But story number one: some people listened and talked who kind of just ran with it on their own, who took these ideas, maybe looked at the code that I wrote and borrowed some of it, but did duplicate threat models (most frustratingly, in the end). And — a much longer story made short — they landed us in a place where we became a team that started asking, “Well, we've got these multiple deployments with multiple threat models, and we now have findings to reconcile the threat models to make sure of security findings to fix these things.”

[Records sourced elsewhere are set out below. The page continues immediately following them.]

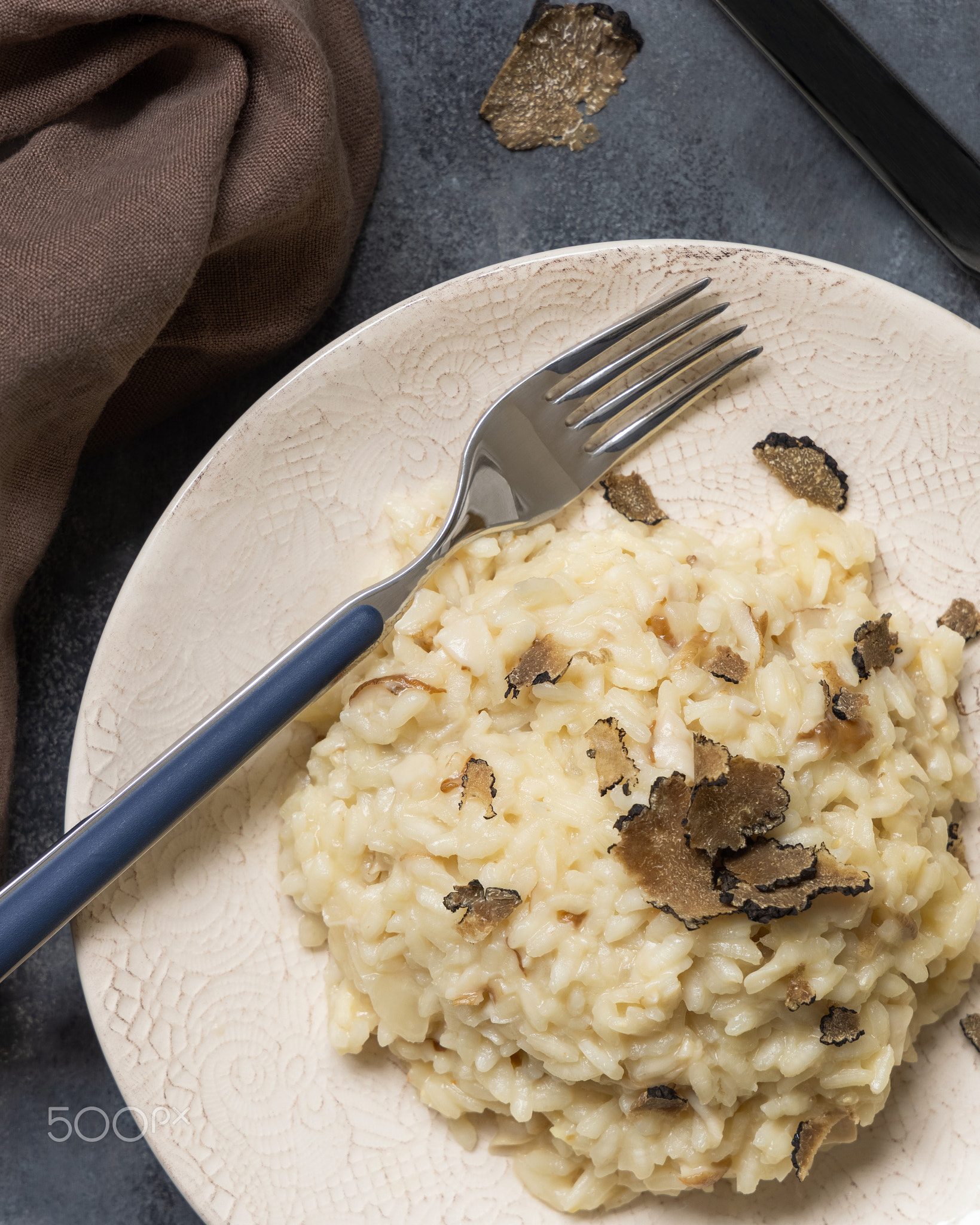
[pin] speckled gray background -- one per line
(705, 141)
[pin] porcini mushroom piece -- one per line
(963, 617)
(711, 760)
(660, 1096)
(751, 802)
(765, 906)
(673, 876)
(839, 1026)
(478, 784)
(809, 1137)
(633, 498)
(544, 663)
(799, 994)
(768, 865)
(486, 908)
(566, 54)
(875, 646)
(395, 685)
(726, 666)
(805, 470)
(613, 762)
(970, 1027)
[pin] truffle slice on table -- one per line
(486, 908)
(660, 1096)
(799, 994)
(544, 663)
(724, 816)
(726, 666)
(839, 1027)
(963, 617)
(478, 784)
(805, 470)
(875, 646)
(613, 762)
(809, 1137)
(765, 906)
(654, 849)
(633, 498)
(565, 56)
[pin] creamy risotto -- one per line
(480, 828)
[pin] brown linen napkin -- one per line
(179, 196)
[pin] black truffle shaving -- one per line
(839, 1027)
(614, 766)
(751, 802)
(478, 784)
(674, 877)
(876, 646)
(633, 498)
(805, 470)
(809, 1137)
(484, 908)
(766, 907)
(619, 20)
(661, 1096)
(962, 617)
(544, 663)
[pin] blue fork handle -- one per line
(43, 898)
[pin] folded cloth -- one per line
(179, 196)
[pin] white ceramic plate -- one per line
(207, 1007)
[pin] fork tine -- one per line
(591, 348)
(607, 374)
(631, 395)
(629, 435)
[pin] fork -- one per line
(532, 452)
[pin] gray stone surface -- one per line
(705, 141)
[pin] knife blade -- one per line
(913, 154)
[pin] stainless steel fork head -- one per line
(533, 452)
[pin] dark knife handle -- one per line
(920, 162)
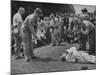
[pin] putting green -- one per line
(52, 52)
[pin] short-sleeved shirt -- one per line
(17, 21)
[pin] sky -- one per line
(78, 8)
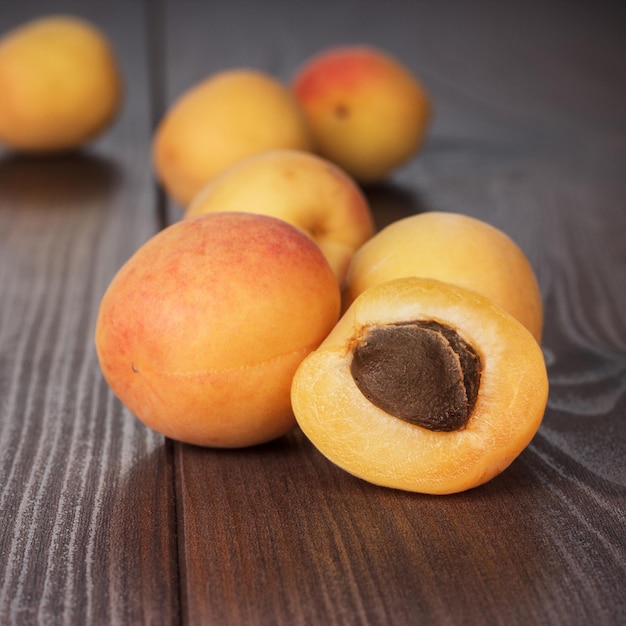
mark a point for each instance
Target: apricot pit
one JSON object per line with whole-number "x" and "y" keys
{"x": 423, "y": 386}
{"x": 421, "y": 372}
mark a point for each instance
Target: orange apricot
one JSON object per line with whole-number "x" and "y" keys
{"x": 422, "y": 386}
{"x": 367, "y": 111}
{"x": 201, "y": 330}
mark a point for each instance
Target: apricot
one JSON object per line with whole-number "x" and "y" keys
{"x": 60, "y": 82}
{"x": 422, "y": 386}
{"x": 228, "y": 116}
{"x": 454, "y": 248}
{"x": 367, "y": 111}
{"x": 302, "y": 189}
{"x": 200, "y": 332}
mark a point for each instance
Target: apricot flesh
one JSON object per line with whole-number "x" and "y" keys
{"x": 367, "y": 111}
{"x": 381, "y": 448}
{"x": 301, "y": 188}
{"x": 454, "y": 248}
{"x": 60, "y": 82}
{"x": 200, "y": 332}
{"x": 226, "y": 117}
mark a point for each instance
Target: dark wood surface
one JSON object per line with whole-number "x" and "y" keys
{"x": 105, "y": 522}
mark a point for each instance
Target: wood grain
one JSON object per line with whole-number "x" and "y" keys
{"x": 278, "y": 535}
{"x": 86, "y": 494}
{"x": 105, "y": 522}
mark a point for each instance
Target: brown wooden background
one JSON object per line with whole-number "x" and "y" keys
{"x": 104, "y": 522}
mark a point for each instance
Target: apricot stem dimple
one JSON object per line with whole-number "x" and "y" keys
{"x": 341, "y": 111}
{"x": 420, "y": 371}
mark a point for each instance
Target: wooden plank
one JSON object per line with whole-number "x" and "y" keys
{"x": 86, "y": 493}
{"x": 278, "y": 535}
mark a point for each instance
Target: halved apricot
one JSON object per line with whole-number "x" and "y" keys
{"x": 423, "y": 386}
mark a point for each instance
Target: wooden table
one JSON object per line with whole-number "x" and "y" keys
{"x": 105, "y": 522}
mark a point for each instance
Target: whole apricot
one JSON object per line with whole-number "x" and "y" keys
{"x": 453, "y": 248}
{"x": 422, "y": 386}
{"x": 367, "y": 111}
{"x": 60, "y": 82}
{"x": 200, "y": 332}
{"x": 302, "y": 189}
{"x": 229, "y": 116}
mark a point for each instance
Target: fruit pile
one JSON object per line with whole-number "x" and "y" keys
{"x": 409, "y": 357}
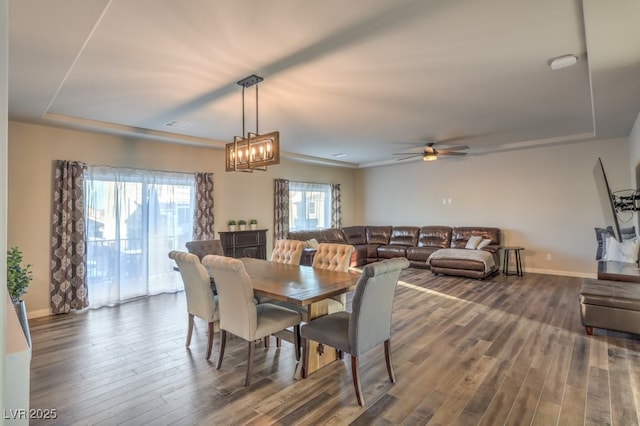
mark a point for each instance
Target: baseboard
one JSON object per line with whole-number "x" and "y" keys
{"x": 38, "y": 313}
{"x": 563, "y": 273}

But these teams, they're race car teams. They are done, they have presented, they've built a ton of stuff on top of this. Fixing security findings is not their most important priority. In one case, they haven't even closed the poll request that they've deployed to close the security finding, and they’ve landed the Snowflake security community in a place where we're wondering whose responsibility it is to make sure that the poll request is closed after a security finding is addressed.
That's the kind of thing that I hope by the end of this talk we’ll teach you how to avoid forevermore, at least in larger institutions.
What we didn't have at that point was a way to package our ideas. We had our ideas as slides, but we weren't able to package them as code and share that for teams to avoid misinterpretation of our ideas into bootleg implementations of our ideas. That gets us to the challenge with IaC is that it's too fast. We are able to just use someone else's code. Mature organizations publish their patterns — package up their patterns and publish them in the registries or just GitHub repos — and we are able to import them and run with it and reduce our deployment windows from days or even weeks to a matter of hours or sometimes even minutes.
While deploying in iterations and over time gives us time to think about the security and refine the security before our production deployments, with this sort of an expedited window of deployments we are unable to think through the security, and we are not able to engineer the security over time.
Moving Fast Leads To Failing Fast And that is a good thing in software engineering, but failing fast in security engineering leads to being vulnerable fast and also being compromised faster. There's only so many times we can blame an intern before being held accountable.
What does security engineering really mean in the context of the software development lifecycle? Where does it actually occur? It occurs in every phase of the SDLC, but it most heavily occurs in the system design phase, in the form of threat modeling. Threat modeling breaks down into these four steps of diagramming our data flows between the various components of our system, identifying the threats that apply to these data flows, also implementing the security controls that mitigate these threats, and finally validating that these security controls are implemented right and actually work and are effective in mitigating the risks associated.
As you can imagine, the process breaks down into these steps, but in reality, the tactical reality of implementing the threat model in an organization can be a lot more nonlinear. This requires all of these various teams to work and play well together. And that can cause friction if not done right or if the technologies don't support the people and processes. Now that we understand what threat modeling is and we understand what the process breaks down into and what are the teams that have to work well together, we are in a better position to appreciate why security engineering is slow.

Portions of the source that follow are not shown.